Posted by Hemingway Lovullo, Fiction Reader for 8.2

After polarizing box office reviews, with critics and regular moviegoers alike ranking the movie everything from one to five stars, The Goldfinch film seems to require a certain kind of taste to enjoy it. And indeed, the book it was based on is not for the faint of heart either.As an avid reader and moviegoer, my expectations for this story were very high. So imagine my surprise when I found myself, for once, liking the movie better than the book! It’s true, I devoured the book, in love with the writing and the characters–from bitter, pessimistic Theodore Decker to his alcoholic Russian friend (and lover?) Boris Pavlikovsky. However, I was unfortunately blindsided by an ending that seemed to betray everything I had felt for the characters in the novel.

(Spoilers ahead!)

The Goldfinch book and film both tell the compelling story of young Theodore Decker, whose life is thrown into turmoil when his mother is killed in an explosion at an art gallery in New York City. Upon surviving the explosion, he finds Carel Fabritius’ famed picture, “The Goldfinch,” and takes it with him throughout his life, from his rich friend’s house in New York, to his addictive life on the outskirts of Las Vegas.  Both versions of the story end on extremely interesting, emotional notes. However, whereas the movie held my attention until the end credits started rolling, the book completely lost me at that crucial end point. After Boris’ uplifting speech about bad deeds yielding good rewards, after that priceless painting and many others are saved, Theo travels the world buying back the fake authentic furniture he sold, in an attempt to right his wrongs. However, the optimism the reader feels completely gets lost in this last scene, with Theo speaking directly to readers he assumes he will never really have, and giving a pages-long rant about how cruel and meaningless the world really is that can only be described as Patrick Bateman-esque (for those who don’t know, the jaded, unreliable main character of American Psycho). Meanwhile, the movie chooses to omit the insane rambling, and instead focus on that idea that good can come from bad. Coupled with some gorgeous shots of Boris and Theo crying together, of Theo apologizing to Hobie, and of Theo going antique shopping with Mrs. Barbour, director John Crowley makes Theo appear more human and connected by the end of his story. Crowley gives him character development, which, interestingly enough, the highly-praised Donna Tartt does not. Within the pages of her book, Theodore Decker both starts and ends his journey as a jaded, depressed, mentally ill character. In Crowley’s version, he is able to find some semblance of happiness, family and love within the people around him.

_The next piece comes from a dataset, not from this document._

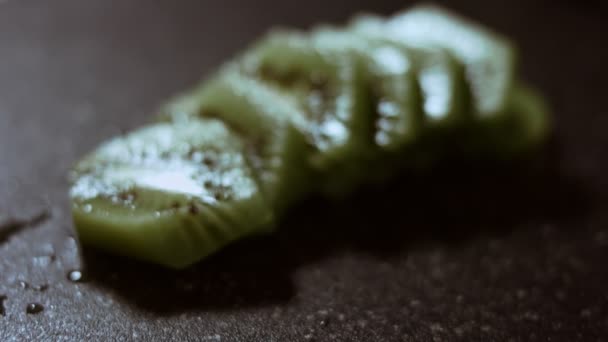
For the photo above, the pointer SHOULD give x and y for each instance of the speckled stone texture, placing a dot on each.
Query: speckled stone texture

Based on what I’d heard about Donna Tartt’s writing–and about John Crowley’s directing–I wasn’t incredibly surprised at how much praise the book got, versus how much criticism the film got. However, after actually watching and reading them, I could not understand it. My expectations for Crowley’s film were very low, and I loved it; my expectations for Tartt’s book were incredibly high, and yet it left me feeling frustrated at the end.

My verdict: If you’re one of those people who grumbles that “stories don’t always have a happy ending”–if you’re more like the cynical Theo Decker–chances are, you’ll enjoy the book over the movie. But if you appreciate an optimistic, hopeful ending to a tale, like Theo’s best friend Boris, the movie may be more appealing to you.